RHS resolution algorithm

RHS resolves to variable in lexical scope if RHS is a valid identifier and is defined.
- Hoisted variables are excluded from resolution.
- Inside module the resolution is limited to module scope
- In global scope the resolution is limited to own properties of global object
- Inside assignment expression LHS of = is excluded from resolution
RHS falls back to property accessor of LHS if RHS is identifier is not found in lexical scope
If RHS is expression it resolves to that expression excluding the last ()

Concerns

Refactoring hazard when newly introduced variable in scope shadows object method. In module scope this can be statically analyzed and produce a warning. In global scope it gets unpredictable.
When in global scope RHS identifier resolution requires runtime checks. In module scope it can be resolved statically.

Examples

Method binding

arrayLike::Array.prototype.sort(comparer)

interprets as

Array.prototype.sort.bind(arrayLike)(comparer)

Method adoption

arrayLike.sort = arrayLike::Array.prototype.sort

interprets as

arrayLike.sort = Array.prototype.sort.bind(arrayLike)

LHS of = exluded from resolution

let log
log = decorate(console::log)

interprets as

let log
log = decorate(console.log.bind(console))

Same with destructuring

let [log, error] = [console::log, console::error]

interprets as

//both log and error resolve to properties
let [log, error] = [console.log.bind(console), console.error.bind(console)]

Nested assignments

let log
let decorated = decorate(log = console::log)

interprets as

let log
let decorated = decorate(log = console.log.bind(console))

Ignoring hoisted variables

let foo = {
 bar() {}
}
let bound = foo::bar
let bar

interprets as

let foo = {
 bar() {}
}
let bound = foo.bar.bind(foo) //hoisted local bar is ignored
let bar //might also be a warning from static analyzer

Property shadowing

let error = function(){}
let [log, printError] = [
  console::log, 
  console::error
]

interprets as

let error = function(){}
let [log, printError] = [
  console.log.bind(console), 
  error.bind(console) //extension method takes precedence over own
  //should cause a warning from static analyzer
]

andyearnshaw commented 7 years ago

The rule of thumb is that local variables and functions always shadow the properties of an object on LHS.

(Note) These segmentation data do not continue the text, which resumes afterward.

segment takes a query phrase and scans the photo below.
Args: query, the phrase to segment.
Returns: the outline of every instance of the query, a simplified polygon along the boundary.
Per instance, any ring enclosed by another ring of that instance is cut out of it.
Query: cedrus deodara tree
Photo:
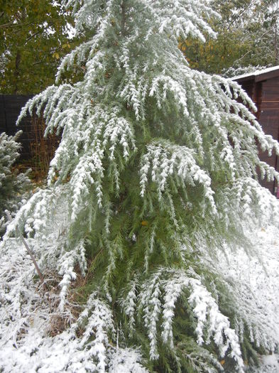
[[[190,69],[177,47],[213,36],[207,19],[218,15],[202,0],[64,4],[92,36],[21,112],[18,121],[43,110],[46,134],[61,141],[48,187],[21,208],[3,249],[16,227],[27,234],[48,296],[30,296],[26,260],[21,284],[6,271],[5,328],[22,349],[39,301],[44,320],[60,313],[63,333],[40,336],[31,354],[50,372],[244,372],[255,350],[275,348],[278,322],[218,264],[240,242],[249,249],[246,229],[279,218],[257,180],[278,178],[258,153],[279,145],[238,84]],[[71,84],[65,72],[77,66],[84,77]]]

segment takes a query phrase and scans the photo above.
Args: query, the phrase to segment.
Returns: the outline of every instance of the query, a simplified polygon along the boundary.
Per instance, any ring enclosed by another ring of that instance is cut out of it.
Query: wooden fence
[[[31,167],[35,173],[45,175],[60,139],[55,135],[44,137],[45,122],[35,115],[26,116],[18,126],[16,119],[21,108],[32,95],[0,94],[0,133],[13,136],[18,130],[23,131],[18,141],[21,144],[20,161]]]

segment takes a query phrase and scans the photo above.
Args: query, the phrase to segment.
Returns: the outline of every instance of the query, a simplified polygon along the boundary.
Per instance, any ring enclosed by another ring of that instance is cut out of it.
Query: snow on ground
[[[218,269],[227,279],[231,279],[239,282],[237,297],[243,297],[244,301],[248,291],[251,291],[251,294],[253,293],[251,304],[252,301],[256,302],[262,308],[266,315],[266,321],[263,321],[266,324],[265,328],[269,328],[271,337],[278,341],[279,229],[270,226],[250,232],[249,236],[252,239],[256,255],[249,256],[244,248],[239,248],[229,257],[220,256]],[[26,256],[24,247],[16,240],[11,240],[11,242],[9,247],[1,249],[4,269],[1,271],[1,276],[9,279],[9,286],[13,290],[7,295],[4,289],[7,283],[0,286],[0,300],[2,303],[0,307],[0,372],[55,373],[67,371],[83,373],[87,371],[87,368],[89,371],[90,369],[94,370],[94,363],[92,361],[90,351],[82,349],[80,340],[74,336],[72,325],[55,337],[48,335],[53,316],[48,311],[49,300],[39,295],[36,286],[32,281],[33,264]],[[21,290],[18,292],[16,289],[19,285]],[[9,321],[5,318],[5,314],[7,314],[5,307],[10,307],[9,304],[14,304],[16,297],[20,302],[22,292],[30,301],[18,309],[15,307],[13,310],[13,320]],[[7,299],[9,296],[11,299]],[[244,308],[241,312],[248,311]],[[255,318],[253,321],[261,323],[261,320],[256,320],[256,315]],[[22,331],[21,340],[16,336],[19,330]],[[114,362],[109,367],[109,372],[147,372],[140,364],[141,355],[136,350],[119,349],[116,351],[114,349],[111,351],[111,354],[114,356]],[[126,358],[124,359],[125,356]],[[255,373],[279,372],[279,355],[267,355],[261,357],[261,368],[255,370]]]

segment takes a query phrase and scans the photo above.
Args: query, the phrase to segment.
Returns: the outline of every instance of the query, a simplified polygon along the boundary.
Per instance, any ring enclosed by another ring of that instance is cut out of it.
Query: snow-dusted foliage
[[[29,185],[26,173],[13,169],[19,157],[21,145],[17,139],[20,134],[21,131],[13,136],[0,134],[0,234],[6,228],[5,210],[13,213],[19,208],[22,195]]]
[[[251,229],[278,224],[258,177],[279,175],[258,151],[279,144],[235,82],[191,70],[177,48],[214,36],[209,1],[63,2],[88,40],[18,119],[43,110],[62,138],[1,245],[0,367],[244,372],[278,343],[278,274],[264,270],[278,256],[270,243],[261,266]]]

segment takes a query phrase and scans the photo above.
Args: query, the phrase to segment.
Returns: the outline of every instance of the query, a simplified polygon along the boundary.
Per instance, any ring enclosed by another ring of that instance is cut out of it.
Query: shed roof
[[[234,77],[232,78],[232,80],[236,80],[238,82],[245,82],[246,80],[262,82],[263,80],[276,77],[279,77],[279,66],[274,66],[263,70],[257,70],[248,74]]]

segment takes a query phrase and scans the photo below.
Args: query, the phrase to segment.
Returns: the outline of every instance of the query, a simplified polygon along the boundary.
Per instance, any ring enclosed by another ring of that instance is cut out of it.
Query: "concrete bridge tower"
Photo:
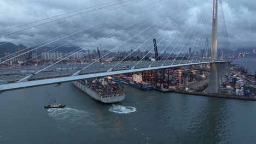
[[[218,0],[213,0],[212,16],[212,48],[211,54],[212,61],[218,59]],[[212,93],[218,93],[218,69],[217,64],[211,63],[209,82],[209,91]]]

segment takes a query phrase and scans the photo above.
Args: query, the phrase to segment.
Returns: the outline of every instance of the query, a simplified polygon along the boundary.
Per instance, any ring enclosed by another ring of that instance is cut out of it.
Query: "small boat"
[[[54,100],[54,103],[53,105],[48,105],[48,106],[44,106],[44,108],[46,109],[51,109],[51,108],[63,108],[65,107],[65,105],[61,105],[60,104],[57,104],[56,100]]]

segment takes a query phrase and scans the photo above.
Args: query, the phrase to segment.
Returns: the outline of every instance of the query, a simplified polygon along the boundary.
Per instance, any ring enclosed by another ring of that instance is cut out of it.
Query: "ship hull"
[[[102,102],[103,103],[115,103],[124,100],[125,94],[117,94],[108,95],[102,95],[99,97],[98,94],[95,91],[90,89],[81,83],[75,81],[73,85],[85,94],[92,99]]]

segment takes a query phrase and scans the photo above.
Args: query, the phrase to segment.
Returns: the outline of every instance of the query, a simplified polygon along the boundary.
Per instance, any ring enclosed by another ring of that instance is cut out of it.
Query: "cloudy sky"
[[[10,41],[27,46],[38,43],[38,46],[50,43],[47,45],[54,46],[69,43],[66,46],[94,49],[101,45],[102,50],[120,46],[115,51],[143,51],[152,50],[153,39],[156,38],[161,51],[178,52],[190,47],[195,50],[210,47],[212,0],[158,1],[0,0],[0,35],[84,13],[2,37],[0,41]],[[222,3],[223,7],[219,7],[219,47],[229,48],[229,41],[230,49],[256,48],[256,2],[223,0]],[[104,3],[107,4],[102,5]],[[3,31],[97,5],[99,6]]]

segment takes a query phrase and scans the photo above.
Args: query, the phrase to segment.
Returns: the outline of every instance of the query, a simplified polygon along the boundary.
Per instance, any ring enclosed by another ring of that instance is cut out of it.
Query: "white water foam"
[[[89,113],[84,111],[68,107],[62,109],[49,109],[48,115],[56,120],[68,119],[71,121],[79,121],[89,116]]]
[[[124,106],[113,104],[112,106],[110,107],[109,111],[118,113],[127,114],[136,111],[136,108],[132,106]]]

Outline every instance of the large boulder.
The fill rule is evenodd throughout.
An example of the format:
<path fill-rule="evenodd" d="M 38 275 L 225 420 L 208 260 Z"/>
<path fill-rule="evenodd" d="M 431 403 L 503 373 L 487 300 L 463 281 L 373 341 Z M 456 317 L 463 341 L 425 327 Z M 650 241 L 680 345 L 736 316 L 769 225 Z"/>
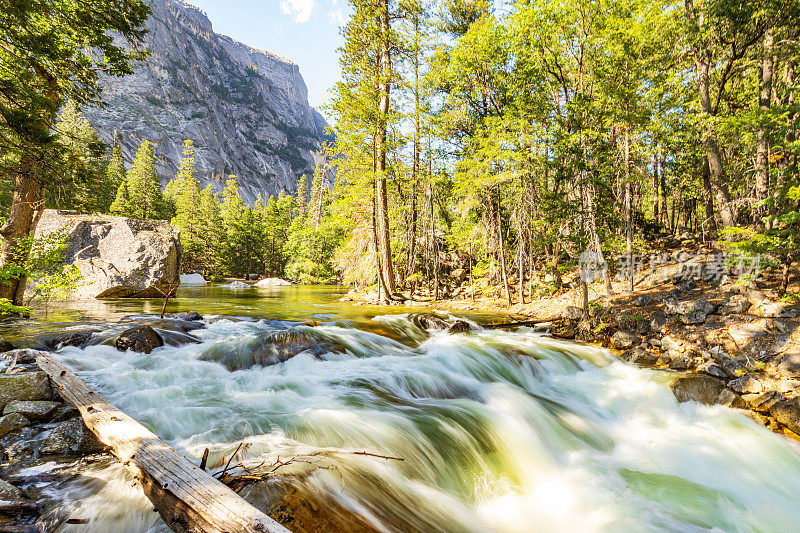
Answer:
<path fill-rule="evenodd" d="M 725 382 L 708 374 L 687 374 L 673 379 L 669 386 L 679 402 L 695 401 L 711 405 L 725 389 Z"/>
<path fill-rule="evenodd" d="M 0 375 L 0 406 L 14 400 L 38 401 L 56 399 L 50 379 L 44 372 L 23 372 Z"/>
<path fill-rule="evenodd" d="M 281 278 L 264 278 L 256 283 L 256 287 L 281 287 L 283 285 L 291 285 L 291 281 L 286 281 Z"/>
<path fill-rule="evenodd" d="M 611 336 L 611 346 L 617 350 L 628 350 L 642 342 L 635 333 L 621 329 Z"/>
<path fill-rule="evenodd" d="M 769 408 L 775 420 L 800 434 L 800 398 L 777 401 Z"/>
<path fill-rule="evenodd" d="M 150 326 L 136 326 L 126 329 L 117 337 L 117 350 L 150 353 L 159 346 L 164 346 L 164 339 Z"/>
<path fill-rule="evenodd" d="M 200 360 L 216 361 L 236 371 L 255 365 L 276 365 L 304 352 L 321 357 L 327 353 L 344 353 L 345 347 L 314 328 L 297 326 L 262 333 L 238 344 L 217 343 L 201 354 Z"/>
<path fill-rule="evenodd" d="M 88 455 L 104 449 L 105 446 L 77 417 L 62 422 L 48 433 L 39 451 L 44 455 Z"/>
<path fill-rule="evenodd" d="M 58 231 L 83 276 L 73 298 L 157 298 L 179 283 L 179 232 L 167 222 L 46 209 L 36 237 Z"/>
<path fill-rule="evenodd" d="M 205 285 L 208 283 L 202 274 L 181 274 L 181 285 Z"/>

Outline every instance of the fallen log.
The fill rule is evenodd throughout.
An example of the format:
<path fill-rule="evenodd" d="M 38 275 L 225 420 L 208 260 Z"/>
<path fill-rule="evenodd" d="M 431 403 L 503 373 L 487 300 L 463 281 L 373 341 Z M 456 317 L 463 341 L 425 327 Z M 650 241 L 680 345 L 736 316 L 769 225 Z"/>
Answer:
<path fill-rule="evenodd" d="M 505 322 L 501 324 L 483 324 L 483 329 L 504 329 L 504 328 L 521 328 L 525 326 L 538 326 L 539 324 L 547 324 L 548 322 L 556 322 L 559 318 L 542 318 L 539 320 L 522 320 L 520 322 Z"/>
<path fill-rule="evenodd" d="M 36 363 L 50 376 L 58 394 L 78 408 L 86 427 L 142 484 L 170 529 L 178 533 L 289 533 L 114 407 L 57 359 L 42 354 Z"/>

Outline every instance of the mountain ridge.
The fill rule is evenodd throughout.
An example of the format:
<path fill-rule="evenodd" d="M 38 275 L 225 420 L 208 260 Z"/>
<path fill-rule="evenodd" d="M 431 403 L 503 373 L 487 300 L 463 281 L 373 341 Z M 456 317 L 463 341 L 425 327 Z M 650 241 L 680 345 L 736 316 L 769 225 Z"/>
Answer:
<path fill-rule="evenodd" d="M 101 138 L 130 163 L 143 140 L 153 142 L 166 184 L 183 141 L 195 143 L 201 186 L 221 191 L 236 175 L 242 197 L 294 192 L 310 175 L 327 122 L 308 104 L 299 66 L 266 50 L 215 33 L 200 9 L 153 0 L 134 73 L 104 80 L 107 105 L 86 110 Z"/>

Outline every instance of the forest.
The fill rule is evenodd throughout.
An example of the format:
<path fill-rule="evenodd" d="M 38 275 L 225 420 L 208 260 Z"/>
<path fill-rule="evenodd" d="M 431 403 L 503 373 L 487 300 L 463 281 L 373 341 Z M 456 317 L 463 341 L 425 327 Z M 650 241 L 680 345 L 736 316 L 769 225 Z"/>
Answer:
<path fill-rule="evenodd" d="M 447 298 L 469 284 L 525 302 L 558 288 L 585 249 L 613 269 L 647 252 L 650 237 L 682 232 L 766 254 L 786 289 L 800 258 L 800 3 L 350 7 L 325 110 L 335 140 L 296 191 L 248 206 L 235 176 L 222 194 L 201 189 L 188 139 L 162 192 L 148 141 L 126 169 L 83 117 L 82 105 L 101 100 L 93 88 L 39 102 L 51 119 L 37 127 L 52 132 L 58 157 L 35 170 L 38 201 L 170 219 L 184 270 L 211 279 L 343 282 L 381 300 Z M 112 29 L 135 41 L 140 30 L 121 24 Z M 4 94 L 3 167 L 20 175 L 41 146 L 14 141 L 28 134 Z M 13 188 L 3 180 L 9 220 Z"/>

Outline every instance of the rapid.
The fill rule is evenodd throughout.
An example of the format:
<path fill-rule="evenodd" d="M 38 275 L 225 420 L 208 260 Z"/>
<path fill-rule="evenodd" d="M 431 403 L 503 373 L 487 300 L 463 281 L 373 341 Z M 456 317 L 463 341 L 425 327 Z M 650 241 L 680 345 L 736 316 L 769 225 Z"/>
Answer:
<path fill-rule="evenodd" d="M 262 468 L 288 459 L 276 473 L 359 531 L 800 530 L 800 447 L 734 410 L 678 404 L 674 374 L 525 328 L 424 331 L 418 310 L 334 290 L 225 290 L 176 301 L 205 302 L 199 344 L 56 355 L 193 460 L 209 448 L 217 471 L 234 451 Z M 284 330 L 335 349 L 253 365 Z M 168 531 L 114 462 L 81 464 L 59 490 L 89 519 L 64 531 Z"/>

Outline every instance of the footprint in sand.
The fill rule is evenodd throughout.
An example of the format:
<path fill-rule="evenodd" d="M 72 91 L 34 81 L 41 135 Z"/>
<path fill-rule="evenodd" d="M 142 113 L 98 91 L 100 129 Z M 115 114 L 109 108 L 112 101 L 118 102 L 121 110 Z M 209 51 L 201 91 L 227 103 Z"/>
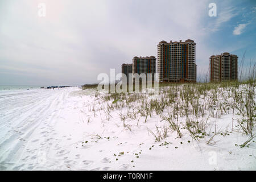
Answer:
<path fill-rule="evenodd" d="M 69 153 L 70 151 L 67 151 L 67 150 L 62 150 L 61 151 L 58 151 L 56 154 L 56 156 L 63 156 L 65 154 Z"/>
<path fill-rule="evenodd" d="M 127 170 L 129 168 L 130 168 L 131 167 L 130 166 L 130 164 L 124 164 L 123 165 L 120 166 L 118 168 L 120 170 Z"/>
<path fill-rule="evenodd" d="M 102 163 L 109 163 L 109 161 L 110 161 L 110 159 L 108 158 L 104 158 L 102 159 L 101 159 L 101 162 Z"/>
<path fill-rule="evenodd" d="M 77 162 L 76 161 L 71 160 L 64 161 L 64 163 L 65 164 L 73 164 L 73 164 L 76 164 L 76 163 L 77 163 Z"/>
<path fill-rule="evenodd" d="M 13 168 L 13 170 L 14 170 L 14 171 L 18 171 L 18 170 L 19 170 L 19 169 L 20 169 L 20 168 L 22 168 L 23 166 L 24 166 L 24 164 L 22 164 L 22 165 L 20 165 L 20 166 L 16 166 L 16 167 L 14 167 L 14 168 Z"/>
<path fill-rule="evenodd" d="M 82 163 L 84 163 L 84 164 L 86 166 L 89 166 L 92 165 L 93 163 L 93 161 L 92 160 L 83 160 Z"/>

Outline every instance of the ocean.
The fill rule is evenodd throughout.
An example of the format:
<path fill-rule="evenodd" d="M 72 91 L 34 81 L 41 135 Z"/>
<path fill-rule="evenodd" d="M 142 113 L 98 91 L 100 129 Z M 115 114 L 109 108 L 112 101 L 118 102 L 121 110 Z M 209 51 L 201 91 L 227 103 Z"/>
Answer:
<path fill-rule="evenodd" d="M 0 85 L 0 90 L 27 90 L 40 89 L 43 86 L 31 86 L 31 85 Z"/>

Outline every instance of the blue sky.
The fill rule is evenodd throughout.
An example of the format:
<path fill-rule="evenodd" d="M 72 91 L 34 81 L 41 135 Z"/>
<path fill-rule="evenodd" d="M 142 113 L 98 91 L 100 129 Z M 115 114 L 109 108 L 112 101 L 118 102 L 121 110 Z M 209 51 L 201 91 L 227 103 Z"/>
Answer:
<path fill-rule="evenodd" d="M 45 17 L 38 15 L 42 2 Z M 97 82 L 135 56 L 156 56 L 161 40 L 188 39 L 196 43 L 200 77 L 213 54 L 240 61 L 246 51 L 246 64 L 255 62 L 255 1 L 2 0 L 0 85 Z"/>

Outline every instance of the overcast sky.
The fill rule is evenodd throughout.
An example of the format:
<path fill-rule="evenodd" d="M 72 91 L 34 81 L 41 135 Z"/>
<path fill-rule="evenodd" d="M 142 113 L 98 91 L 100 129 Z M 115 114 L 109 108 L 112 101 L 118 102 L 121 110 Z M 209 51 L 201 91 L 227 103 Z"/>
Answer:
<path fill-rule="evenodd" d="M 210 17 L 210 3 L 217 16 Z M 46 6 L 46 16 L 38 5 Z M 1 0 L 0 85 L 98 82 L 161 40 L 196 43 L 197 75 L 229 52 L 256 60 L 255 1 Z"/>

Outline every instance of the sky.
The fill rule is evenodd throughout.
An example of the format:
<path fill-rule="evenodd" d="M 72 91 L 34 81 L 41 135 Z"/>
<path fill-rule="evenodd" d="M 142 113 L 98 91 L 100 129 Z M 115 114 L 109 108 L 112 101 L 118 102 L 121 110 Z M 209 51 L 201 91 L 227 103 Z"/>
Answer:
<path fill-rule="evenodd" d="M 135 56 L 157 57 L 162 40 L 188 39 L 196 43 L 197 78 L 212 55 L 241 62 L 245 52 L 245 67 L 255 63 L 256 1 L 1 0 L 0 85 L 99 82 L 100 73 L 119 73 Z"/>

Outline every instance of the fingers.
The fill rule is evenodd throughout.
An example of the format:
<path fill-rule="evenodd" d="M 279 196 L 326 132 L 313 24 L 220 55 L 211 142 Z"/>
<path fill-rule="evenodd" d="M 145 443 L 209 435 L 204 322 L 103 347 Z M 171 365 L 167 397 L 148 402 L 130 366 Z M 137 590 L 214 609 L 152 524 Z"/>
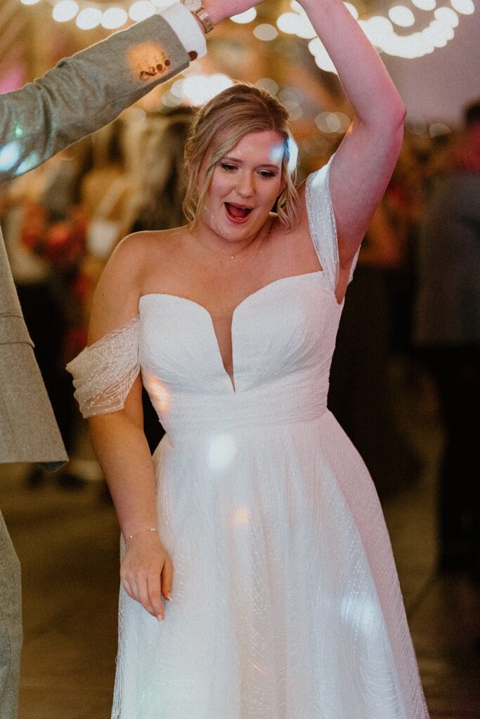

Variables and functions are resolved by scope, so this can't work well without being confusing. For a real world example, take a look at this:

let toString = someObj::toString;

There are several problems with your proposal that come to light here. The first is the temporal dead zone rule for let/const vars; with toString defined using let, the RHS technically resolves local and will throw a ReferenceError. Definitely confusing. Let's say we allow this proposal to continue and the ReferenceError to throw, so we have to change that code to look like this:

let toStringBound = someObj::toString;

Now we've got a bound version of someObj's toString method, right? Wrong. Variables are resolved by scope, so toString will resolve to the global object's toString method, which may not be the same as the one that belongs to someObj.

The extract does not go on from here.